L’attaque des populations immigrés en grande précarité ne s’arrête pas là puisque la partie consacrée à l’AME est directement liée à la fraude dans le projet du RN, la lutte contre la fraude faisant l’objet d’un projet à part entière dans le programme de la candidate d’extrême droite.

 

[1] Source : Inspection général des affaires sociales – L’aide médical d’état : diagnostics et propositions

[2] Source : Inspection général des affaires sociales – L’aide médical d’état : diagnostics et propositions (p.36)

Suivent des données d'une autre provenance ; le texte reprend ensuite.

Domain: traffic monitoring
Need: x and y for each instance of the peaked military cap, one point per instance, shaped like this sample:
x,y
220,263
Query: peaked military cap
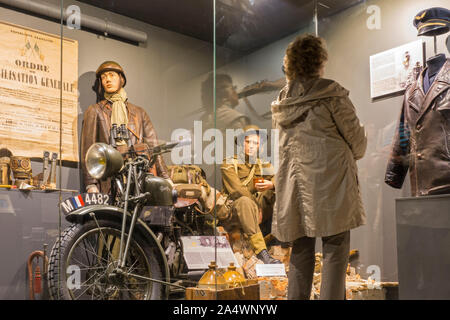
x,y
432,21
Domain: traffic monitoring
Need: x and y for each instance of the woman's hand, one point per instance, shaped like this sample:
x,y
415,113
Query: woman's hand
x,y
263,186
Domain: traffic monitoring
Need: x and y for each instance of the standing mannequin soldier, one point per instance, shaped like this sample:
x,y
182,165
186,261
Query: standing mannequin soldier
x,y
251,202
112,107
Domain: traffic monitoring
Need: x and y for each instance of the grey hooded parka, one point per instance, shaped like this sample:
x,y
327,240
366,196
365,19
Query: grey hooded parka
x,y
320,139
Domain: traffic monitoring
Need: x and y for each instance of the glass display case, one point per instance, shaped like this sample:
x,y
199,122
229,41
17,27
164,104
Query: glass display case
x,y
154,119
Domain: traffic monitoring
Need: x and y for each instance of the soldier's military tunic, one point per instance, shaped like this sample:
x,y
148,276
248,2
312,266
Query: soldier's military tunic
x,y
237,179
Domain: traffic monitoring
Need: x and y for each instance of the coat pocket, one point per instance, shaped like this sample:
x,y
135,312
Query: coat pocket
x,y
443,104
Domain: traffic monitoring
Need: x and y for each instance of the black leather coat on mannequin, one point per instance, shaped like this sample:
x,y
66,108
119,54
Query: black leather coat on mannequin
x,y
422,140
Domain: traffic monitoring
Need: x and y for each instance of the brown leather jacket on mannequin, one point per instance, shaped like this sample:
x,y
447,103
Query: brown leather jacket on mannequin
x,y
97,126
422,141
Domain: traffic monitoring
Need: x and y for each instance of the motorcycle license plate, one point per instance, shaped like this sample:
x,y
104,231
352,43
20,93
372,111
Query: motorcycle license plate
x,y
84,200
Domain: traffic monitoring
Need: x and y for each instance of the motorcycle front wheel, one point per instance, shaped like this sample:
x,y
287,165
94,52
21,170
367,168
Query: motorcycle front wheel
x,y
84,265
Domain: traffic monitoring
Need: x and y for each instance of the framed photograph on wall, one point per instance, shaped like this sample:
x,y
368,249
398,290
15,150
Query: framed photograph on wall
x,y
391,70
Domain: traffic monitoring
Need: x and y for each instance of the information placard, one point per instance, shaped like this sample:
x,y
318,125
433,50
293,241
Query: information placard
x,y
30,92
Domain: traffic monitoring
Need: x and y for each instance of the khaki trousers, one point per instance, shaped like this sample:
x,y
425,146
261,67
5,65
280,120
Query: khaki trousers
x,y
301,267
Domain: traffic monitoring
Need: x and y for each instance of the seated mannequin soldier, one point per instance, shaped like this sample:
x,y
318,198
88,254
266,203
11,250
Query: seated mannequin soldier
x,y
251,202
112,107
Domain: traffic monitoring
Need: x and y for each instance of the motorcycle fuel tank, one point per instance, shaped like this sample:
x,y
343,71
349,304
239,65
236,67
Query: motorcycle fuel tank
x,y
160,190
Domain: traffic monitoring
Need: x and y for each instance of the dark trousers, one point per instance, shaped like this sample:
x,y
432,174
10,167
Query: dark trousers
x,y
334,265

[3] Wilkinson, R (2014), Les inégalités nous rendent malades, Revue Projet

Quel financement ?

Sans étonnement, le projet du RN n’est pas complètement chiffré. Le site placedelasanté.fr propose néanmoins un chiffrage partiel.

 

La revalorisation salariale des infirmières en soins généraux ayant 20 ans de carrière couterait 422 millions d’euros sur le quinquennat soit une augmentation de 46 euros par moins, bien loin de l’augmentation nécessaire à un rattrapage au moins au niveau du salaire moyen Français.

 

Selon le panorama français de l’OCDE, la France est à la 28ème position sur 32 pays dans le classement des rémunérations des infirmières à l’hôpital par rapport au salaire moyen. Aussi, le salaire moyen d’une infirmière représente seulement 93% du salaire moyen en France, en 2019[1].

 

Les deux milliards d’euros que souhaite consacrer sur 5 ans le RN aux personnels soignants exerçant à l’hôpital, sont loin des besoins nécessaires à de réelles revalorisations et loin des attentes des infirmières qui souhaitent avant tout une amélioration des conditions de travail et des recrutement massifs. Une grande consultation organisée par l’Ordre National des Infirmiers révèle d’ailleurs que l’épuisement professionnel est très important (63% des infirmières) et le manque de reconnaissance est criant, celui-ci ne renvoyant pas seulement à une reconnaissance purement financière[2].

 

Le RN critique enfin le mode de tarification des soins et souhaite revenir aux dotations globales « afin de garantir la qualité des soins ». Rien n’est dit sur le taux directeur qui serait appliqué pour l’évolution de cette dotation globale et rien n’indique que celui-ci permettrait de garantir une évolution cohérente des dépenses de santé avec les besoins des populations.

 

Le retour à une dotation globale n’est pas une fin en soi, surtout si elle s’inscrit dans un ONDAM très restrictif et dont les augmentations annuelles se suffisent même pas à prendre en compte les augmentations spontanées des dépenses de santé[3].

 

La défense d’une étatisation de la SECU par le RN contrevient enfin à la logique même de la cotisation sociale défendue par la CGT. Si rien n’est dit sur le financement de la SECU dans le projet du RN, le recours aux discours patronaux et la volonté d’une étatisation doivent nous alerter sur la forte probabilité d’un financement de la santé par l’impôt, en opposition frontale avec la position défendue par la CGT.

 

[1] Sources : Données European DataLabs

[2] Ordre National des Infirmiers - Livre Blanc

Contre le RN, le projet de la CGT

Contre les attaques sociales et l’étatisation défendue par le RN, la CGT propose un plan complet de Sécurité sociale, basé sur le principe de la cotisation, qui garantit à la fois la santé des populations selon leurs besoins et le retour à une réelle démocratie sociale.

 

Le projet de Sécurité Sociale intégrale (Repère revendicatif n°21) s’appuie sur les principes fondateurs de la Sécu que sont la solidarité et l’universalité, et vise, à partir de ces principes, à répondre aux besoins des personnes quels que soient leur âge ou leur situation professionnelle et, bien entendu, en intégrant de nouveaux besoins non encore couverts.

 

Seul un programme de requête sociale de la SECU est à même de garantir une couverture à la hauteur des besoins des travailleurs et des assurés sociaux, suivant l’adage « chacun cotise selon ses moyens et reçoit selon ses besoins » et de leur garantir un réel pouvoir de décision sur l’organisation de notre système de santé.